I actually have fairly strong views on robots in general, and, kinda think it might be bad when they're depicted as sentient people in fiction.

Like, might be irresponsible, since they'll never be people in real life but there're definitely rich tech people who'd want you to *think* they can be.

This isn't a recent view though, I started developing these thoughts years ago, since before AI tech started looking like it does today.

Okay so, this post I did last night was a result of a long-held opinion being bolstered considerably by thinking a lot about convincingly human-looking sex robots (and specifically AI girlfriends),

or in other words: objects with no substance, no opinions, no feelings, that are always happy to do whatever you want and have no desires of their own.

Always smiling, never wanting anything, never speaking a word that doesn't serve you.

It's bleak as fuck. And this is the future the tech billionaires want.

All your needs are met by objects. There's something so *freeing* about it, and it turns out that what's freeing about it is that there's no person at all, no connection.

All the same chemicals flood your brain when you orgasm but you don't have to do anything for *anybody*. You share nothing. She smiles the smile that she's designed to smile.

You're untethered from humanity, untethered from community, disconnected.

So now I hop onto YouTube and Adam Neely has made a video about that exact thing but about AI music. That *exact thing*.
https://www.youtube.com/watch?v=U8dcFhF0Dlk
Suno, AI Music, and the Bad Future

YouTube
The technodystopia the billionaires want for us is one of total disconnection from each other.

Okay I've reached the end of Adam Neely's video now and I disagree with his predictions, where he says that maybe people will just stop trusting recorded music altogether and only care about *live* music,

and lemme tell you, speaking as a songwriter and composer who cannot currently *play* live, who doesn't currently earn a living and whose only *shot* at earning a living is recorded music, (and who doesn't use AI and never will,)

that's shit. That's just shit. That's unacceptable.

The rest of the video's good and I do recommend it,

it's a really good breakdown of what the fuck AI music is *sociologically* and what effects it's already having on people and *will* have if the world accepts it as the "future of music" like the billionaires want.

It's a really good video *until* the predictions part.

I can't accept that recorded music is just done, that's fucked.

He likens it to theatre and cinema, where live music is theatre and AI music is cinema, but no, *recorded music* is cinema and AI slop (music) is AI slop (video).

He says the camera is the technology that differentiates theatre and cinema, and that AI might be that for live music and recorded music, but mate: the studio. What??? What are you talking about, man.

I've come up with a name for this, I dunno if it'll catch on or if a better name is possible but:

liferaft politics.

As in: "let the people who want to sink the ship sink the ship, *I'll* be fine", and either not knowing or not caring that quite a lot of people *won't* be fine.
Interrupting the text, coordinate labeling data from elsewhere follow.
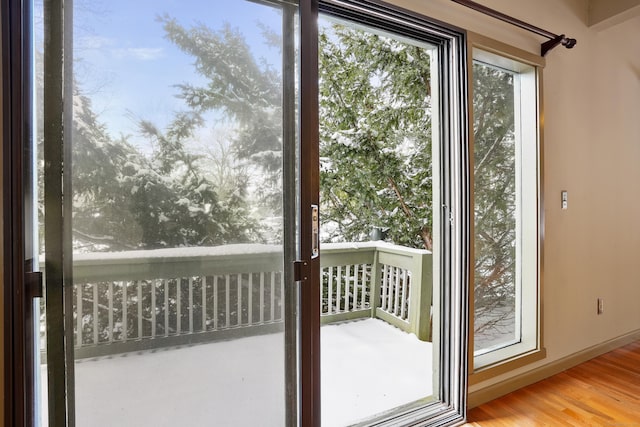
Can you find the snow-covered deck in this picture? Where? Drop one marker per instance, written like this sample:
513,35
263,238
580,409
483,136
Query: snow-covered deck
368,367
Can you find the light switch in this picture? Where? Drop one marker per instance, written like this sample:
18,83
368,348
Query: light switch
565,199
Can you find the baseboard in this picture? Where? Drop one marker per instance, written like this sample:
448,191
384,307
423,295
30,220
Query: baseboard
494,391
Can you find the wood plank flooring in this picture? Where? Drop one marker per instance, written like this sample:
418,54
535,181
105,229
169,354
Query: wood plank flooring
604,391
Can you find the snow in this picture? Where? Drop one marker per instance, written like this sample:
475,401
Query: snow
367,367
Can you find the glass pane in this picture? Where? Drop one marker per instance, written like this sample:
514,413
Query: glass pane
178,225
376,192
495,182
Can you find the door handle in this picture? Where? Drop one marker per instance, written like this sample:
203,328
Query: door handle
315,232
33,284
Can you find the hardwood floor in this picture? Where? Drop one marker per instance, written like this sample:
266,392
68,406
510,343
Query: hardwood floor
604,391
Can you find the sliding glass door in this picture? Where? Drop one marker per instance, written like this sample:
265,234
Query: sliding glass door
246,213
169,243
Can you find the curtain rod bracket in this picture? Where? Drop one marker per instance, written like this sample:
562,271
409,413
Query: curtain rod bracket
554,41
561,39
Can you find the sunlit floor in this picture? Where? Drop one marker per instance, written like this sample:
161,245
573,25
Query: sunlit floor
367,367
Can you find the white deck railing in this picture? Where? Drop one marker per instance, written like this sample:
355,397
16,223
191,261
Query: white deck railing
145,299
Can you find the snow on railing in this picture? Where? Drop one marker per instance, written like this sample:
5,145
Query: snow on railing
129,301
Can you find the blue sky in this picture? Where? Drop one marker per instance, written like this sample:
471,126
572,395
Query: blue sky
127,67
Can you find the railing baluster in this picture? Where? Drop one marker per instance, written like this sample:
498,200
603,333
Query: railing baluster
330,290
215,302
79,316
139,283
355,287
403,309
385,278
338,288
250,299
262,297
110,315
153,308
227,306
396,288
95,313
165,284
239,299
190,304
364,287
125,310
273,296
178,306
203,281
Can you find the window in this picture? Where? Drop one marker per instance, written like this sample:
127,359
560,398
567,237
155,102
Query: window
506,209
169,208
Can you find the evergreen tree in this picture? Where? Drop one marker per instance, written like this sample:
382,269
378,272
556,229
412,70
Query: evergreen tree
375,134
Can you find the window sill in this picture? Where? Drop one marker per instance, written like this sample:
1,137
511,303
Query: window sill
499,368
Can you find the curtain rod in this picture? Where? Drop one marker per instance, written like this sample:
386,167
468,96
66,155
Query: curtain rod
554,41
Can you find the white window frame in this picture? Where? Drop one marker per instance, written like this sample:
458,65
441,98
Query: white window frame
527,113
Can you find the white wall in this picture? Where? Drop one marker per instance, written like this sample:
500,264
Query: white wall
592,149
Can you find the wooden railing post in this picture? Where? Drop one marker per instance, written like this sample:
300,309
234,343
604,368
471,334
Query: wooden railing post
376,274
420,294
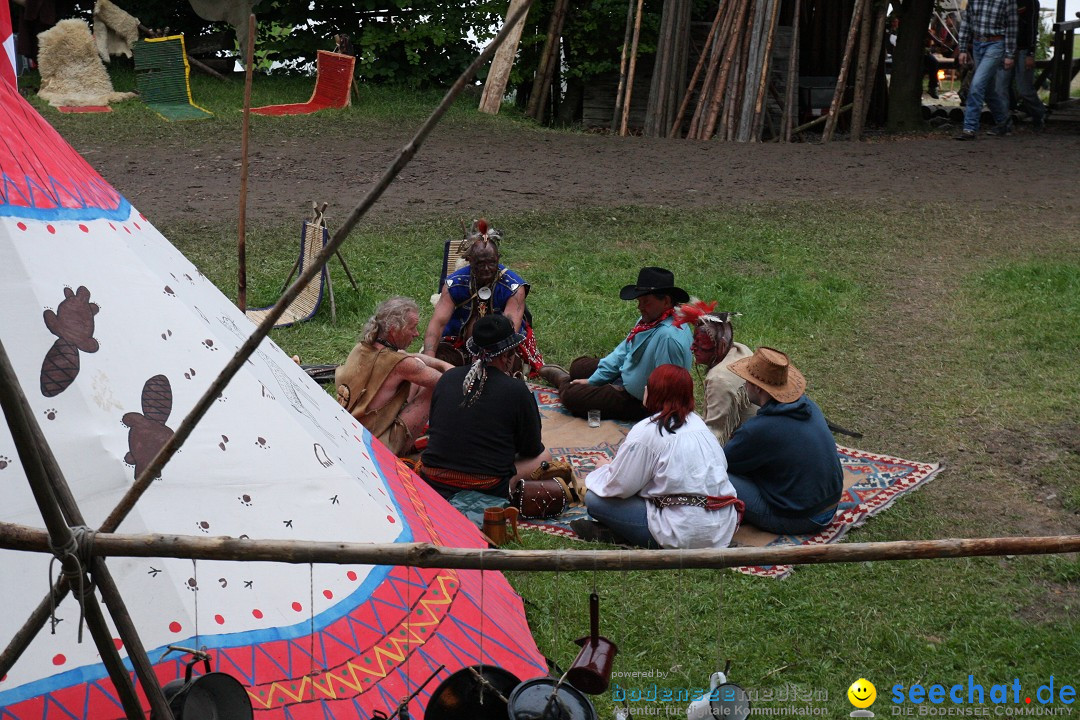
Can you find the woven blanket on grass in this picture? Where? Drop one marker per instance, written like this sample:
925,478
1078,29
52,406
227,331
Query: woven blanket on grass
161,76
333,80
872,481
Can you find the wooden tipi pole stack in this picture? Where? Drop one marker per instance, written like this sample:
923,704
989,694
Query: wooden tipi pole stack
732,100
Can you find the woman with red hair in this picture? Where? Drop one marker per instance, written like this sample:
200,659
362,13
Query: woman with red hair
667,486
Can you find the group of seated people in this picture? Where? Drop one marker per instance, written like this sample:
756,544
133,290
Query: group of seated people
763,453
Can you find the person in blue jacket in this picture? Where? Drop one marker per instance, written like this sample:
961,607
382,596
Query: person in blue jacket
483,287
616,384
783,461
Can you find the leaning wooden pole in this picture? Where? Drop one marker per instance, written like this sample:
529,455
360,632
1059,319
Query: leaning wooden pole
677,124
630,70
841,82
184,430
62,542
791,94
617,113
549,58
862,77
878,40
426,555
498,76
242,225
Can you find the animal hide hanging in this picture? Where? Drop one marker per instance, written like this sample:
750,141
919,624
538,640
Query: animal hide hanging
71,71
115,30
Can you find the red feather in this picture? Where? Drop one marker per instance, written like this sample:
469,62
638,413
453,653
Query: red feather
691,312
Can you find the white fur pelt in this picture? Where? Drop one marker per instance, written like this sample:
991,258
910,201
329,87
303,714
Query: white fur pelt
71,71
115,30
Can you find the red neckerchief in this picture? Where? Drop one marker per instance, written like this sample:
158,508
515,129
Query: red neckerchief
642,327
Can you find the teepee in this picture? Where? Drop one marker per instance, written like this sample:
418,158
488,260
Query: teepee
113,336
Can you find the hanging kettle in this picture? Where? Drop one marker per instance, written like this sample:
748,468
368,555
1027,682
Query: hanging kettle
591,670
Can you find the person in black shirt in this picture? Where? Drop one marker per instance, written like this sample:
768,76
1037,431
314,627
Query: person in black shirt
485,424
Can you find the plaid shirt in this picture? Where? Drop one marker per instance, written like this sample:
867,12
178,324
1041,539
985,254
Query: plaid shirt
988,17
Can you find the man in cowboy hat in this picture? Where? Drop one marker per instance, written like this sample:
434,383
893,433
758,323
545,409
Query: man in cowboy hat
485,424
783,461
616,384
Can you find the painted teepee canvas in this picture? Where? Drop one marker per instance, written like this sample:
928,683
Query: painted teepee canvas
115,335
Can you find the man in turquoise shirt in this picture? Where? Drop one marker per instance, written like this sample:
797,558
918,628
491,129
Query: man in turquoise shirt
616,384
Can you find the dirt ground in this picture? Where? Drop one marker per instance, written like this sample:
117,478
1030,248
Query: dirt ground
1024,178
460,172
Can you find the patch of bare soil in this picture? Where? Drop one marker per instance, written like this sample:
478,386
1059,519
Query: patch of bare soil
458,173
461,173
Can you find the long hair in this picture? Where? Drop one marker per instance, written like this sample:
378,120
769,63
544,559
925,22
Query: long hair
392,313
671,396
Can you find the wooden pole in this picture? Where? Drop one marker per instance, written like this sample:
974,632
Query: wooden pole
709,85
184,430
877,41
59,540
630,70
617,113
426,555
760,105
242,225
674,132
549,58
791,106
841,82
733,45
819,120
862,78
495,86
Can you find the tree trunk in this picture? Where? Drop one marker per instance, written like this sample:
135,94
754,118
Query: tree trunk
905,89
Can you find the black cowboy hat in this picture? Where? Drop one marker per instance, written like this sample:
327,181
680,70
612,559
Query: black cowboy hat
655,281
494,335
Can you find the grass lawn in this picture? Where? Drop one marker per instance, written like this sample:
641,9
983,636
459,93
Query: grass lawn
962,351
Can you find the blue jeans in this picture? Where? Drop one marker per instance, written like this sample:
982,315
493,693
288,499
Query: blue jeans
759,513
625,516
984,85
1025,85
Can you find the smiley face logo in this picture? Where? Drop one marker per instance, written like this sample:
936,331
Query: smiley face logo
862,693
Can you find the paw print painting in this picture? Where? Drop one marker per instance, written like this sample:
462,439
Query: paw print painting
148,431
73,326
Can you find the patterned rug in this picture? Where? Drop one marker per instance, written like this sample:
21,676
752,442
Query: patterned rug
872,483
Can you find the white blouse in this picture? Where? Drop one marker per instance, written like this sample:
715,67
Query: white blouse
690,461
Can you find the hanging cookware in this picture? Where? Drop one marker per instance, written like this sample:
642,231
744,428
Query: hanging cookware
472,693
495,525
591,670
545,698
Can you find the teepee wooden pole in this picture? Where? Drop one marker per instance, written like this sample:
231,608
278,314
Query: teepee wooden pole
184,430
617,112
677,124
630,71
61,541
841,81
242,225
426,555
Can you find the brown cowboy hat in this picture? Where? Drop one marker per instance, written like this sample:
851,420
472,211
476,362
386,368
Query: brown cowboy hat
655,280
772,371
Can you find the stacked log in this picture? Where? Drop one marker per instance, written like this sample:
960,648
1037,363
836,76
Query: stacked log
733,97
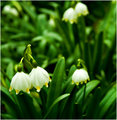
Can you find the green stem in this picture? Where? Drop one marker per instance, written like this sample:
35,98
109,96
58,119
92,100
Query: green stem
83,100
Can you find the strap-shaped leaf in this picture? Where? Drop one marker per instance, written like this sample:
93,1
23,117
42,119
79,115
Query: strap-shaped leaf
55,102
56,84
89,87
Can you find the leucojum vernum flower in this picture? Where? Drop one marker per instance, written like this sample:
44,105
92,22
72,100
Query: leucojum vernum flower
72,14
80,75
37,78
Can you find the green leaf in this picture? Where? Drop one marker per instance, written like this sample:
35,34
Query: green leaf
27,105
56,84
89,87
55,102
9,101
107,101
98,53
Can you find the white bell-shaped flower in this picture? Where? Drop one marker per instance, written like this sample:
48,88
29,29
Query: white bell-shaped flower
70,15
39,77
20,81
81,9
80,76
9,10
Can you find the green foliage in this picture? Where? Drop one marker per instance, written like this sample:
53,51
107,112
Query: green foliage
56,46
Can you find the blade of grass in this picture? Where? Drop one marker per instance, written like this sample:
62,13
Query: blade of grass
55,102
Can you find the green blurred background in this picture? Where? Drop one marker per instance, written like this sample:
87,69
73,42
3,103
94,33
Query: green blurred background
40,24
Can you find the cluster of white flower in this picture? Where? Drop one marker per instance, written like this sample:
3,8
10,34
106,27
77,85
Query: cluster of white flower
37,78
72,14
80,76
9,10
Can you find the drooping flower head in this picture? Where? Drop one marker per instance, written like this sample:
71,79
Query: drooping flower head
80,75
9,10
81,9
70,15
20,81
39,77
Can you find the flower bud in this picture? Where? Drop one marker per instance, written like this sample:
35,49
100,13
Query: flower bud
39,78
81,9
70,15
80,76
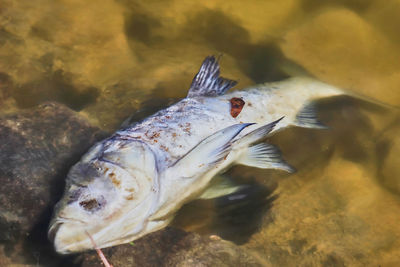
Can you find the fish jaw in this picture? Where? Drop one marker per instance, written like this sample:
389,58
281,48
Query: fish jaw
124,195
70,236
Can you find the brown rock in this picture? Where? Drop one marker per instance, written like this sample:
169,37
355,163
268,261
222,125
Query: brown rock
172,247
340,47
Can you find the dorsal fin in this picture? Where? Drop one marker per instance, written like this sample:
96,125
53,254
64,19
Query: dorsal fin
207,81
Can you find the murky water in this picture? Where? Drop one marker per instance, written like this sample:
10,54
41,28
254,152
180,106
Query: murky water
111,59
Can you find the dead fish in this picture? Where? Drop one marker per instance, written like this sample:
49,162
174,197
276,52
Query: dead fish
133,182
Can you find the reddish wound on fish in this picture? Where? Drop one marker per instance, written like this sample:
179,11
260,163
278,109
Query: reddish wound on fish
236,106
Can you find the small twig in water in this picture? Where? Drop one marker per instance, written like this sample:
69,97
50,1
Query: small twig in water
99,252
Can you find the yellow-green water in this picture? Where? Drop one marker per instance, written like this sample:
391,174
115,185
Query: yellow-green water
108,59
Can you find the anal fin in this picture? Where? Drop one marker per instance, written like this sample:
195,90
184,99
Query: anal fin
307,117
208,152
264,156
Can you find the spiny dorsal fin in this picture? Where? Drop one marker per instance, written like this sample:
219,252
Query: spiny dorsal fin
207,81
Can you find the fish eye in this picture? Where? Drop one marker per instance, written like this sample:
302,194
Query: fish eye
92,204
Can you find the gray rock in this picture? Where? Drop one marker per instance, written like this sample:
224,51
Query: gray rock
37,146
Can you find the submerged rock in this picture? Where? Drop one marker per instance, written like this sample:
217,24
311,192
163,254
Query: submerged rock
359,58
335,210
37,146
172,247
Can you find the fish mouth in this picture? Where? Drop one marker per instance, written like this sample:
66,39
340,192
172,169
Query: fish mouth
53,230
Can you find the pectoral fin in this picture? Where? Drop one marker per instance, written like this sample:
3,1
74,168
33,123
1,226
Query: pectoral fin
220,186
307,117
264,156
208,152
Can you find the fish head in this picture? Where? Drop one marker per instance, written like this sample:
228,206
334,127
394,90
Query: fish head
108,197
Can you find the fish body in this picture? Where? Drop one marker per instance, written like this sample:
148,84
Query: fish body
133,182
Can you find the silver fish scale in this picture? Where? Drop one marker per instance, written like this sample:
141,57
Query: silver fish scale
172,132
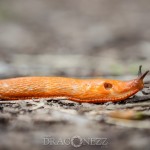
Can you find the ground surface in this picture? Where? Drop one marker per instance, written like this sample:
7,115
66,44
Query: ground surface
80,38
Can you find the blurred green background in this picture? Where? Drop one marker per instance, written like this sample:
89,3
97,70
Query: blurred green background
78,38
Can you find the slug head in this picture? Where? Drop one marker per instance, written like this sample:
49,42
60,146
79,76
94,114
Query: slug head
126,88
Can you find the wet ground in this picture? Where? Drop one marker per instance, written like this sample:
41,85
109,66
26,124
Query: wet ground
108,38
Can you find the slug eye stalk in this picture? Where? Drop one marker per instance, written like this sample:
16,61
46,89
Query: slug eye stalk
141,77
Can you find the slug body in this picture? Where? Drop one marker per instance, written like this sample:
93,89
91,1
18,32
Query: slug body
79,90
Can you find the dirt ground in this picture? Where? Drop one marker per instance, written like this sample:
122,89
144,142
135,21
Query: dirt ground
81,38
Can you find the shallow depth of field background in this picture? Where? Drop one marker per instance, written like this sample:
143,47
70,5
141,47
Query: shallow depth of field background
73,38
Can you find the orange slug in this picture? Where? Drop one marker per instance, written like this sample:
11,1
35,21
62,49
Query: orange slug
80,90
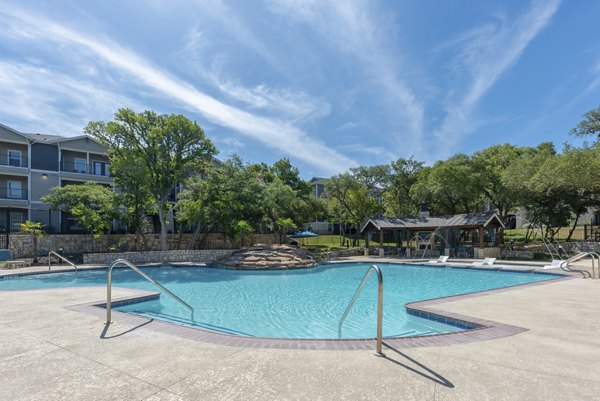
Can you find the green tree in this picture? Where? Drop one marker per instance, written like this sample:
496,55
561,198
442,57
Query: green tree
490,164
36,230
93,205
222,198
530,177
244,229
404,174
165,149
454,186
290,176
590,125
350,201
278,200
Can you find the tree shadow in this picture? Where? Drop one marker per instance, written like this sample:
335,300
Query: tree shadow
423,370
106,327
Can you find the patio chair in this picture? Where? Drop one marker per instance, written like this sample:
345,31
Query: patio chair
485,262
555,264
441,259
6,260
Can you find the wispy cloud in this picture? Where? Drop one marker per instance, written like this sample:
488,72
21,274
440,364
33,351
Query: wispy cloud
484,55
272,132
355,29
294,105
27,94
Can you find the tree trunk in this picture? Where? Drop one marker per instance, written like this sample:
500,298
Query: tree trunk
163,228
180,237
573,228
34,238
194,236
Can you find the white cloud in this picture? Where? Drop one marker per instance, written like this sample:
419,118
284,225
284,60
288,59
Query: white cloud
354,28
294,105
485,54
274,133
28,93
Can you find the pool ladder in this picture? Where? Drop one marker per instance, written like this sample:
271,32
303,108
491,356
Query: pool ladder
60,257
144,275
379,306
595,264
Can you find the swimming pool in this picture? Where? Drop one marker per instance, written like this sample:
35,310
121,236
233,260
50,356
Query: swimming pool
294,303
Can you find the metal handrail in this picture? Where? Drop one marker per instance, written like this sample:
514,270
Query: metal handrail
595,263
144,275
60,257
379,306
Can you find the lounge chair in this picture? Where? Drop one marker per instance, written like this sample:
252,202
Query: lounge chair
7,262
554,265
441,259
485,262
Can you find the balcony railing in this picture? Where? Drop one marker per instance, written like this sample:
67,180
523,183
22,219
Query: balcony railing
15,226
6,160
101,169
13,193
There's only a limited amount of liferafts.

We can't all play live, some of us have to rely on recorded music.

Maybe we could just prevent the ship from sinking, it's *not set to sink*, a small handful of people are actively *sabotaging* it.
decided to make a drop in the ocean, I feel strongly about this
There're over 5000 comments on that video, he probably won't see this, maybe no one will. But I had to say something.

Anyway *my* prediction for AI music is that for the most part it'll be like the Metaverse (which I've just found out is now called Horizon Worlds),

in other words: a toy for a small minority of dipshits, that cost a billion dollars to make.

There'll be pop producers who use AI, like, the next gen Max Martins, that sort of person.

But most actual serious musicians will prefer doing things themselves, and if they don't self-produce they'll want to hire producers who don't use AI.

What originally prompted me to think about sex robots is that I saw a news article and found out that some of the online right have a new imaginary girlfriend:

a purple-haired ultra nationalist english girl who's never depicted as older than about 20, who originates from a UK government-backed educational game for teens intended to teach them about and protect them from online radicalisation.

They're generating AI images of this character and it's so weird, like, they're openly admitting to having an imaginary girlfriend as if it isn't the saddest thing that could possibly happen to a person.

A sex robot is an object that placates your need for connection. The purpose of a sex robot is to make you not miss having people in your life.

All this is to say: AI is for lonely dipshits who've learned to not value human connection anymore.

And I just don't think that's most people. I don't think that's many people at all.

Tech billionaires want to *make* it most people, but it *isn't* most people and I don't think they'll succeed.

@SiegeFeathers yes. for a simple practical reason: if we're isolated, it's much harder to fight back.